R0.1 with S curves anyone? 


Cheers
Neil 





Sorry... I just do not believe that is a real photo of real damage caused by the earthquake. If it is true, there must be views from other angles.


----------



## caferacer (Jul 22, 2010)

Neil thats the shot that we saw here in Australia on TV and in the News papers our daugthers place USE to be up the road from this the fault line is going dead set thru the middle of the rails unreal photos the power of Mother earth thanks for sharing caferacer


----------



## Ray Dunakin (Jan 6, 2008)

I saw a shot of that taken from a helicopter, somewhere in a news article a few days ago.


----------



## wigginsn (Jan 9, 2008)

I'll try and find another source for you Semper, its almost too good to be true isn't it. This section of track also appeared on local news clips as video - this was the first still I came across.

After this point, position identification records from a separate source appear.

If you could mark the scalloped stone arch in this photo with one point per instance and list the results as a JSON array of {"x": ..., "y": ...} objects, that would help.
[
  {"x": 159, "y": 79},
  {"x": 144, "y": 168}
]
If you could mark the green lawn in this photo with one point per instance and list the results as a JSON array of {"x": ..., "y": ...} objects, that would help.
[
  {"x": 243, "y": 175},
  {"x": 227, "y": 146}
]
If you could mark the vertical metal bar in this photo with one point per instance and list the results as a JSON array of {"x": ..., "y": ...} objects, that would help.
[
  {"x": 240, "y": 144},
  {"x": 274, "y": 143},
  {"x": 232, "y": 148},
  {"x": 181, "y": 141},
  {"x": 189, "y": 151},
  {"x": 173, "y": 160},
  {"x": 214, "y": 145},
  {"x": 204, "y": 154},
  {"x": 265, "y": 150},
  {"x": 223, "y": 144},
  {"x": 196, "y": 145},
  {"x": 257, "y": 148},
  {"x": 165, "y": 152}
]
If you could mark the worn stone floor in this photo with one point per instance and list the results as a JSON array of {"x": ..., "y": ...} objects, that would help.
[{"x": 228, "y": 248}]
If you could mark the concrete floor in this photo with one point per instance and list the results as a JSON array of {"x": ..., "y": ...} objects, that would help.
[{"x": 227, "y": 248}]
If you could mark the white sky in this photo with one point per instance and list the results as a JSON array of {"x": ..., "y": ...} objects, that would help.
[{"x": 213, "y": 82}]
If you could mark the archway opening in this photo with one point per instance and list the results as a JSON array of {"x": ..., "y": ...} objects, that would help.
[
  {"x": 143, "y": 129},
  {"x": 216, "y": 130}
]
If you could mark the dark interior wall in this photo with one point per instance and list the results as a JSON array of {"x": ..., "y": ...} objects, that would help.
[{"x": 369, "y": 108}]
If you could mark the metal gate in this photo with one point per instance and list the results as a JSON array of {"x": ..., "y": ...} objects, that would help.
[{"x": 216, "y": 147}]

In the meantime this is where the pic came from.. I have no reason to disbelieve, I've been getting these newsletters for a while now.

KiwiRail Newsletter 6 Sept 2010


Cheers
Neil 


Edit: Whoops didn't hit refresh for the last two replies. Thanks guys.


----------



## Ray Dunakin (Jan 6, 2008)

Here's the aerial photo I saw. It was in a slide show of quake damage pics, and I couldn't find a link to the specific image so I copied it and loaded it onto my website:

http://www.raydunakin.com/Miscwebfiles/NZquakeTracks1.jpg


The website where I found the slide show is here:

http://www.stuff.co.nz/sport/rugby/international/4095395/Latest-photos-7-1-quake


----------



## wigginsn (Jan 9, 2008)

Thanks Ray, I was searching for the slideshow as well, I remember I couldn't grab copies of any images at the time. Looks like they are rolling updates on the website and the older photos are off?

Here yer go Semp, Still shot of the repairs taken from the opposite angle - similar to Rays.











and a YouTube link to an aerial flyover of general carnage. Railway shot is about 1 minute in. Looks like the pic above may have been lifted from the vid..?

* Aerial Damage vid*
*
*
Cheers
Neil


----------



## Semper Vaporo (Jan 2, 2008)

Thanks for the additional info. 

This is the 4th time I have tried to respond about this, but my PC has gone silly each time before I could get Submit clicked. Right after I posted my previous skeptical reply I went looking on the net for more info and found much of what you have responded with. 

That kink in the track is quite interesting. Remarkable how it remained flat to the ground and the ties appear to be still securely attached (shows that the track is well built and well maintained!) The kink surely must have formed by a shortening of the distance between the ends of the track. The adjacent land is not disturbed much, only the ballast seems to have been flung sideways by the track flexing. I have been trying to calculate how much shorter the distance between the end points that track is now, I am sure it is not really by very much (inches only... It doesn't take much to produce a lot of sideways deflection). 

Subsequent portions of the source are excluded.